Paul Vallely [more here]

Pope Francis: Untying the Knots
2013

Wow.  One might say, well, this is just another anonymous source speaking boldly, they may have an agenda, they may be disaffected, they may have an ax to grind, etc.

But given what we’ve seen in the past 32 months, with a visible and growing factionalism in the Church (which really just brought the existing factions more out into the open), and the marked contrast in Pope Francis’ behavior with regard to the various factions (showering praise and benefits on those aligned with him, frequently hotly disputing and even insulting those he apparently dislikes), it would seem to lend some credence to the claims made above.

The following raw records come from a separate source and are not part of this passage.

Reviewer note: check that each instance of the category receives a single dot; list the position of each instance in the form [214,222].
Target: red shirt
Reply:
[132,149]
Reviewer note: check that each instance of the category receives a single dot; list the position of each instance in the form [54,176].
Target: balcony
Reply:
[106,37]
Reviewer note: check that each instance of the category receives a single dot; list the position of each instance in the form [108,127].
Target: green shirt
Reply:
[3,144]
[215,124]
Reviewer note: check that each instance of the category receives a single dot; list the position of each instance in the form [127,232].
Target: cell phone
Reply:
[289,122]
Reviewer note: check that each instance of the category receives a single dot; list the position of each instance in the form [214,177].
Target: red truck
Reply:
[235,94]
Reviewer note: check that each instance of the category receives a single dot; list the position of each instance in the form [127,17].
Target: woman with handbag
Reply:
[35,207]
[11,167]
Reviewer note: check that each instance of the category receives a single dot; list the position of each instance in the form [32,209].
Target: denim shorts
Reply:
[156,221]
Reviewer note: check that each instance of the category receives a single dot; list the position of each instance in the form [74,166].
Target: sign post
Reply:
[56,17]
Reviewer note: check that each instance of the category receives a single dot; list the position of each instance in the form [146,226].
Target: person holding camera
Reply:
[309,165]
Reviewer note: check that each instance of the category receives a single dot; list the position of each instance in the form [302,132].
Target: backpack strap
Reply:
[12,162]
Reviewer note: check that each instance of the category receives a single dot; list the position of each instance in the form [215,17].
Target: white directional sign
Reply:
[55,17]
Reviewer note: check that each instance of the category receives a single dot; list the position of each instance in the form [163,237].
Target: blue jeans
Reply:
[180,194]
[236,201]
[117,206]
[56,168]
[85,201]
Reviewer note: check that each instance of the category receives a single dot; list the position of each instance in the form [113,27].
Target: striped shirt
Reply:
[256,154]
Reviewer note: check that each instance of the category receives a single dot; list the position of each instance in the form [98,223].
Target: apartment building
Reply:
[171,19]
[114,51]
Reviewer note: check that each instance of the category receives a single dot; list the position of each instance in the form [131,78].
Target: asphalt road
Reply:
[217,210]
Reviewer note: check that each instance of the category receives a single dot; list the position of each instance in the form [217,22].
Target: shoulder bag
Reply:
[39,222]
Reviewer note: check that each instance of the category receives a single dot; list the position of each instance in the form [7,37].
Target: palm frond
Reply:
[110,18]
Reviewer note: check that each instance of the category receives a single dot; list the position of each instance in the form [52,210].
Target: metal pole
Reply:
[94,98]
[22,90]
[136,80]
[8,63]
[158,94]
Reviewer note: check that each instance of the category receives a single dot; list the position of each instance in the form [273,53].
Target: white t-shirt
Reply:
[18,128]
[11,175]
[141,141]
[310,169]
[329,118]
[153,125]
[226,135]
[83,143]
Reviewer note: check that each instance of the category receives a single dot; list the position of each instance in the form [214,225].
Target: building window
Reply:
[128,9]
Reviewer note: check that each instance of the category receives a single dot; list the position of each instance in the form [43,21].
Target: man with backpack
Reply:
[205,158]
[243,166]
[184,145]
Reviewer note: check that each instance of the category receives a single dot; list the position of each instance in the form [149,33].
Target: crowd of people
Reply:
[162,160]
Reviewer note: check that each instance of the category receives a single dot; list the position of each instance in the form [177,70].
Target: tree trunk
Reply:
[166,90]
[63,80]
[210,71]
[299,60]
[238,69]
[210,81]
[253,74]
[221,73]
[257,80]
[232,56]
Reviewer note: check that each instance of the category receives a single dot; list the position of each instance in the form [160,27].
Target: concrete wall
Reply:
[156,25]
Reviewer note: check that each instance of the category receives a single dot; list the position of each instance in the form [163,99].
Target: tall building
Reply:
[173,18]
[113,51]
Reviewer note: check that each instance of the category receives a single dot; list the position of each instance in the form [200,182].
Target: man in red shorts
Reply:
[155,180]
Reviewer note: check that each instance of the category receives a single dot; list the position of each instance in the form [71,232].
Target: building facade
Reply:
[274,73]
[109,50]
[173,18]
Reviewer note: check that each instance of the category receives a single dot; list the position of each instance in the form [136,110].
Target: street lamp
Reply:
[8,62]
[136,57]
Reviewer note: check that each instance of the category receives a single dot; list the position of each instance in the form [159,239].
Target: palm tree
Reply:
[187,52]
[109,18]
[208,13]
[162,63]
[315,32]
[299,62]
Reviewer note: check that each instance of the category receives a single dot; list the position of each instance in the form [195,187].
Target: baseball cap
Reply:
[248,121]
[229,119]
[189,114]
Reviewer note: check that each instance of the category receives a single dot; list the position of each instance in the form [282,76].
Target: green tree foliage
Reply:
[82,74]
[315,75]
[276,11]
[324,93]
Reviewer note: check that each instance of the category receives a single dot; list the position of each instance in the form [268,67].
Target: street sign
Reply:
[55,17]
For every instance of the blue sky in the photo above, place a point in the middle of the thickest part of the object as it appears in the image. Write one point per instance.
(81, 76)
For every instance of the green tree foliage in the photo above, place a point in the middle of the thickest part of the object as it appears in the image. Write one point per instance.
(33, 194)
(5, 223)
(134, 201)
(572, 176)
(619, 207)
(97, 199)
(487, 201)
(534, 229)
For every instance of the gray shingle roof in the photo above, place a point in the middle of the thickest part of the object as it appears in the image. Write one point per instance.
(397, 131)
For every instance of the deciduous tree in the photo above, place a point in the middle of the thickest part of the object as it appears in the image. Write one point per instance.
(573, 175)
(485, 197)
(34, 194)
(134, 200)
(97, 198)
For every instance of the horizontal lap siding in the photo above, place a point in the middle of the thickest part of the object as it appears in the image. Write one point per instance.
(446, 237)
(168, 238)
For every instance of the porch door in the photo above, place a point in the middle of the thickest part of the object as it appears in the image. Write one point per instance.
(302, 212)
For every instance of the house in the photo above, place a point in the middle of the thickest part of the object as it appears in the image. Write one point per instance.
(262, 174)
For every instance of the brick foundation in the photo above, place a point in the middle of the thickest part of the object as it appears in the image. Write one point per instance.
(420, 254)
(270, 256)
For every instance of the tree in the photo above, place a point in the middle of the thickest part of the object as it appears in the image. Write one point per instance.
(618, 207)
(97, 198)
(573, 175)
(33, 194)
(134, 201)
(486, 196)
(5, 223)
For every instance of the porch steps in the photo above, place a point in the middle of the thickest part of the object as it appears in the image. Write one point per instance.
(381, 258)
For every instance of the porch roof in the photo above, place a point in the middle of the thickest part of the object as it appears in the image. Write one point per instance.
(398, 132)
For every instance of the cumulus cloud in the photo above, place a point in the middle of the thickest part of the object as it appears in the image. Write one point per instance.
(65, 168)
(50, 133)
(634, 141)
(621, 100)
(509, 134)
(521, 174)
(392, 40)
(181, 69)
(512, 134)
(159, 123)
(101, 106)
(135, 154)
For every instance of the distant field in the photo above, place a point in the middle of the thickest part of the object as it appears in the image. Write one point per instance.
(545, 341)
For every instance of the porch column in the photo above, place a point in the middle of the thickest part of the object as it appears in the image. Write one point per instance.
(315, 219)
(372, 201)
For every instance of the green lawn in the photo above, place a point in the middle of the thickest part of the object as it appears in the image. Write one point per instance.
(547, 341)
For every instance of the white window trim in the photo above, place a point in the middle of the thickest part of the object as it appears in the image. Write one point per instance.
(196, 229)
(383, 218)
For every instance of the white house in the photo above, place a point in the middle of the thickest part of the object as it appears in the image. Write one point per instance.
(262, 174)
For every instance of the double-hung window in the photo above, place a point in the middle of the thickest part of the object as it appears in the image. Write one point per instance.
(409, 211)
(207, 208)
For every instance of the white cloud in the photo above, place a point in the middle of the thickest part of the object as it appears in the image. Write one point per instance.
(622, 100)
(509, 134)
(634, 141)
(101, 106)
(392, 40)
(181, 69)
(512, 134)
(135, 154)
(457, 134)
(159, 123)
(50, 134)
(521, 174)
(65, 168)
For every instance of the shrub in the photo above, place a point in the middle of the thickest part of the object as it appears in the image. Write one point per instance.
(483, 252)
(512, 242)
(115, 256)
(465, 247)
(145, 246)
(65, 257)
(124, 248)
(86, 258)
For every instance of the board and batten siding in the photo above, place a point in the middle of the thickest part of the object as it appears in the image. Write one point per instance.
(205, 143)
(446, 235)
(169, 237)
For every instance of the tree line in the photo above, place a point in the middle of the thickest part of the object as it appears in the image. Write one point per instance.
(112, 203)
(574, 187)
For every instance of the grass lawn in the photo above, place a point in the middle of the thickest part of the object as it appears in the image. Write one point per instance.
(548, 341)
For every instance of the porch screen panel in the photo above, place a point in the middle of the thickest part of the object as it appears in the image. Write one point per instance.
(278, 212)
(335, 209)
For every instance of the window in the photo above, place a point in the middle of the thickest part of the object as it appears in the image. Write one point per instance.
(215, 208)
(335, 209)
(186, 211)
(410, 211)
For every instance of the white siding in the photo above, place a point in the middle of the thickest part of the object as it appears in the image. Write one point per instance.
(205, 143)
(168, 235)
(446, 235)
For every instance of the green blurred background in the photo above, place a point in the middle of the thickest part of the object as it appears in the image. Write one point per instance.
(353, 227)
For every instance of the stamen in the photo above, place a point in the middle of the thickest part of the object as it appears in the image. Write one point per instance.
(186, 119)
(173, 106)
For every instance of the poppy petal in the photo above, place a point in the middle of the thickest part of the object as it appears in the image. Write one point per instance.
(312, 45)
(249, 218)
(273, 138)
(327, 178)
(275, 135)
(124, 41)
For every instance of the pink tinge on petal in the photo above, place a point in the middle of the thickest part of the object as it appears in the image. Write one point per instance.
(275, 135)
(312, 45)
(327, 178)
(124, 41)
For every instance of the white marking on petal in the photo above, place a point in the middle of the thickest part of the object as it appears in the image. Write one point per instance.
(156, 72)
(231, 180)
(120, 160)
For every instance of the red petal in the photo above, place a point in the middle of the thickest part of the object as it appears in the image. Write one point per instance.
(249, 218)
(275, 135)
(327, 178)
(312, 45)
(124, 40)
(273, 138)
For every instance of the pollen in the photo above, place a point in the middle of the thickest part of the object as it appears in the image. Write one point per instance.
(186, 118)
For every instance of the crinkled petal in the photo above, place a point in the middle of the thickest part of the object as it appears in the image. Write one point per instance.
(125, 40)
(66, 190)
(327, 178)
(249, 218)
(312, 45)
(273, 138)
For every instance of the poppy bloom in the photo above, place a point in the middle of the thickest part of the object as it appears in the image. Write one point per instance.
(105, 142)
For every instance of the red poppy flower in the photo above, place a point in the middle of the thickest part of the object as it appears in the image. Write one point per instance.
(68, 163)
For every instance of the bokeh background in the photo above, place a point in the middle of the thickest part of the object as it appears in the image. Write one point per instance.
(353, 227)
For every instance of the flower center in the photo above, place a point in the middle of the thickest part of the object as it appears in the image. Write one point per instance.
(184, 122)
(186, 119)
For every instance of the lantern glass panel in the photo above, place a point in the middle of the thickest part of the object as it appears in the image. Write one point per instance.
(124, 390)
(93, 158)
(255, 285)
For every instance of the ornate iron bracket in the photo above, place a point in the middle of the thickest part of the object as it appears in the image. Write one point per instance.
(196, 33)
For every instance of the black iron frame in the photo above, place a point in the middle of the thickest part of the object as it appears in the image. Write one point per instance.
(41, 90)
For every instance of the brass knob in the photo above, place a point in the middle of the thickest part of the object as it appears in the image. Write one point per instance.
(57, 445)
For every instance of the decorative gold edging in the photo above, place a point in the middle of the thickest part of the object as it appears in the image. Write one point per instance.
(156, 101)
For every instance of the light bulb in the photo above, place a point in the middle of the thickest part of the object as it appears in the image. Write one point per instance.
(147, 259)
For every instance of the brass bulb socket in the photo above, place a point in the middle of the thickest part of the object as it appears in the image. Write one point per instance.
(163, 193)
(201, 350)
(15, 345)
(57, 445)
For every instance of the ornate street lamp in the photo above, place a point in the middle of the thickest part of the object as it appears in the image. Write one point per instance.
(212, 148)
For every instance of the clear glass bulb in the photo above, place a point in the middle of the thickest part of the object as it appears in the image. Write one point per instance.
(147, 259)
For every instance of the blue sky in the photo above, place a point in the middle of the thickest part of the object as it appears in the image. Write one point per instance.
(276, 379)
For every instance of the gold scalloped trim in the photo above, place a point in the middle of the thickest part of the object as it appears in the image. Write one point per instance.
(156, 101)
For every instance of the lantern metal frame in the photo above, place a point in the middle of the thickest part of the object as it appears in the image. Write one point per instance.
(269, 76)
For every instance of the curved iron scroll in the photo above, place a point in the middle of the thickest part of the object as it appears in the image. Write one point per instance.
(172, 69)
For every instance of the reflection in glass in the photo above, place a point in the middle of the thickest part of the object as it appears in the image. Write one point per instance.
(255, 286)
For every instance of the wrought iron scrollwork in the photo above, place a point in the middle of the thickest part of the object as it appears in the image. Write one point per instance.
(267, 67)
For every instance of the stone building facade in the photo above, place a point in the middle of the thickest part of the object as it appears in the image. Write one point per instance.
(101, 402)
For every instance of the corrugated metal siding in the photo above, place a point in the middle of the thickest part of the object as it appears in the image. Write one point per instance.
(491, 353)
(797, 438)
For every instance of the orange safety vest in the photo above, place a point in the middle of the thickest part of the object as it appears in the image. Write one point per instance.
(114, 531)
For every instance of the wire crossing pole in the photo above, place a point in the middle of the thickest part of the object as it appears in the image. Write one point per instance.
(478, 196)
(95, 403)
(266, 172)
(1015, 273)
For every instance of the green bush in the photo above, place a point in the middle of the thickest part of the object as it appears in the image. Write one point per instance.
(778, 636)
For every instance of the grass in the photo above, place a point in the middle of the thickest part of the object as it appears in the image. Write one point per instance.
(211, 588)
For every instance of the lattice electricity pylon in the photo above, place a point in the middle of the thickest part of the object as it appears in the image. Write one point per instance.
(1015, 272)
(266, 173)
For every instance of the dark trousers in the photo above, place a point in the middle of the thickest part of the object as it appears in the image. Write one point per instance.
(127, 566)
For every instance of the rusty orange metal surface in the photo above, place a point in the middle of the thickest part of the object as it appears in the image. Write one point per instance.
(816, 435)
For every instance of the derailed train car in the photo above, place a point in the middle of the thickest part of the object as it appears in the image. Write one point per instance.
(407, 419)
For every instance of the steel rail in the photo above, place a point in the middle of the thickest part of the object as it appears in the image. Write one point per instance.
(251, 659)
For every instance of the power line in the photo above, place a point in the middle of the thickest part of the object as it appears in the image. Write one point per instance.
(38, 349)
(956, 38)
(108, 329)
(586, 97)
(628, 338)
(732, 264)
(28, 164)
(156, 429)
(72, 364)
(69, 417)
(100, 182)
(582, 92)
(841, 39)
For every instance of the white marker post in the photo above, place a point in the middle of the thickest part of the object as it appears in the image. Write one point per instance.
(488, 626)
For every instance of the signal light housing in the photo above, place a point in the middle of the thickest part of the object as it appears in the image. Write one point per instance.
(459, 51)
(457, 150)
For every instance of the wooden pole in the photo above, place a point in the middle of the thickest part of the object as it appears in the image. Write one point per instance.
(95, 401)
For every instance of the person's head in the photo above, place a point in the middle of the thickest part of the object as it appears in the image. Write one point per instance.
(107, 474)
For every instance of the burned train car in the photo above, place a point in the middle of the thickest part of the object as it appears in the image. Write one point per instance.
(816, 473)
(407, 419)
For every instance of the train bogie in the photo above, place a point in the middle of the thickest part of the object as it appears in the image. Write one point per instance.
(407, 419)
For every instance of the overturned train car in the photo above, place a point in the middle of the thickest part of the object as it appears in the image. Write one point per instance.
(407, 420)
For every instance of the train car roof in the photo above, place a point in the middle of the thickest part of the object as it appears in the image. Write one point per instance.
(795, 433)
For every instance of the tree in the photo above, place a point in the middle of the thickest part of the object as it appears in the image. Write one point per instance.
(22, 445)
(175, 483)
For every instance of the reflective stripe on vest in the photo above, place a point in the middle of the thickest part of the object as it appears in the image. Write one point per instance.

That the Jesuits in Argentina are a mess I have no doubt.  Of course, there have been incredible problems with the Jesuits going back a century or more, ever since a number of Jesuits like George Tyrell decided to embrace the modernist heresy.  They’ve been the leading advocates for modernism ever since, especially since their “sainted” acolyte Teilhard de Chardin received such huge acclaim within the order. Worldwide, a few notable exceptions aside, the Jesuits have been a broken institution for a very long time.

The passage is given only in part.